Love that you brought up OTIS elevators - I constantly think about how that’s only one of two brands I’ve ever seen for an elevator. And I can’t even recall the name of the other!

David's avatar

I enjoy the work; but, let's steel man this first. Help me think through the ways in which AAPL, MSFT, NFLX, NVDA, etc. did not just grow and grow and grow...but all companies that have semi-collapsed and phoenix'd (some more than once). More recognizably, what have they done: iPhone SE (alongside long-term updates securing resale-value and lower entry points for ecosystem value lock-in), Netflix succumbing to Freemium-ad tiers (and making $$$), NVDA transitioning between Home Gaming--> Personal Crypto Mining---> opportunity for redirecting deployment to more AI plays... From my research, the Innovator's Dilemma end-state was never "lesser." It was always: improve the foundational approach (get the core problem right), and then scale up faster and better to dominate as a new mainstream - and if you're an incumbent make Celeron's, and upscale customers over time (not because you want to imitate and out-cheapify, but because you want to establish a plausible future beachhead for yourself in case that future approach to solving the core problem proves more effective in value-creation...the margins will improve upstream while your new cost-structure base is a factor lower). Another example: iPhone came out, sold 500k day 1, then it took 10 weeks to get the next 500k. Price dropped $200...explicitly dropped the 4GB model...they went from early adopters buying at 599, to a verifiable "new category" only after they dropped price to $399 within 10 weeks (still $200 over most flagship BBs and other flips) and got lots of flack (but SJobs said sorry, not sorry).

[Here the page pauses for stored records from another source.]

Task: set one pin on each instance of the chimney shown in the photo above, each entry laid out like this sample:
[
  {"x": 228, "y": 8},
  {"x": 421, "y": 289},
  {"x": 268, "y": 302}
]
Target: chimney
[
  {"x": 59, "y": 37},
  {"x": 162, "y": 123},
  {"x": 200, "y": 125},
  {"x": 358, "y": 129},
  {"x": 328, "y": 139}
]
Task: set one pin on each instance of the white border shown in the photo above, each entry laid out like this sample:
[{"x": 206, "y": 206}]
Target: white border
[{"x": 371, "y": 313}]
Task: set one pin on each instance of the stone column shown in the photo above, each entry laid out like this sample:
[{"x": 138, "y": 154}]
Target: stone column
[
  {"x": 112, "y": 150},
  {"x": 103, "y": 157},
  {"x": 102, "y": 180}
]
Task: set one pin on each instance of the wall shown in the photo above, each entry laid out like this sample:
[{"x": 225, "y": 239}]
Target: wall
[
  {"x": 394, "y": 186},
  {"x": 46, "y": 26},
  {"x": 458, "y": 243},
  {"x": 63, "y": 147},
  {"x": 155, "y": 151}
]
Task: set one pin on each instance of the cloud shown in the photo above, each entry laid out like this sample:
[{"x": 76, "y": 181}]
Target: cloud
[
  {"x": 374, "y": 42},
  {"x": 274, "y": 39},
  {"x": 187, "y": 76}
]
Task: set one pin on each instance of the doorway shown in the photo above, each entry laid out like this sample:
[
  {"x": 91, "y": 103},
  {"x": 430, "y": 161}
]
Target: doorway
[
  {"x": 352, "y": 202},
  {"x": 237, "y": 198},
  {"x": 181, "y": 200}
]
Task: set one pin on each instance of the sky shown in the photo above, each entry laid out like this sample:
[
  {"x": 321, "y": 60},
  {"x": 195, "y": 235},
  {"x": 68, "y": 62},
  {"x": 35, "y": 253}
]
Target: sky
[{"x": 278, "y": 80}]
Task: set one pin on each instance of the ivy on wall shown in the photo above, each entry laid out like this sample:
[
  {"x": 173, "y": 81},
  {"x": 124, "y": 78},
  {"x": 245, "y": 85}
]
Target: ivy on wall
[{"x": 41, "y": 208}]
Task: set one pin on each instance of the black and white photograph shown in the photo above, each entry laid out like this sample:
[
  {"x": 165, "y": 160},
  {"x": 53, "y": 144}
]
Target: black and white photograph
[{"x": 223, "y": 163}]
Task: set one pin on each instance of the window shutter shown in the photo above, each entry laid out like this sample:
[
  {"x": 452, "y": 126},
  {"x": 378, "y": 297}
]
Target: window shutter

Category Pirates 🏴‍☠️'s avatar

Arr, great stuff David!

We see a difference between (a) what the Innovator's Dilemma book prescribes and (b) what the Mag 7 have done.

In general, ID's advice for new entrants can work (e.g., come in low, and move up). ID's advice for incumbents is where we see issues, which is lower price with lesser offers to attract lesser/non consumers. At most ID talks about 'sustaining innovations', which preserve the status quo.

The written mini-book will flesh out a framework that should accommodate all the examples you showed, but also illustrate where ID falls short as a prescription and what new strategies Incumbents can take on, specifically as it relates to Category Design.

We love the feedback and keep it coming!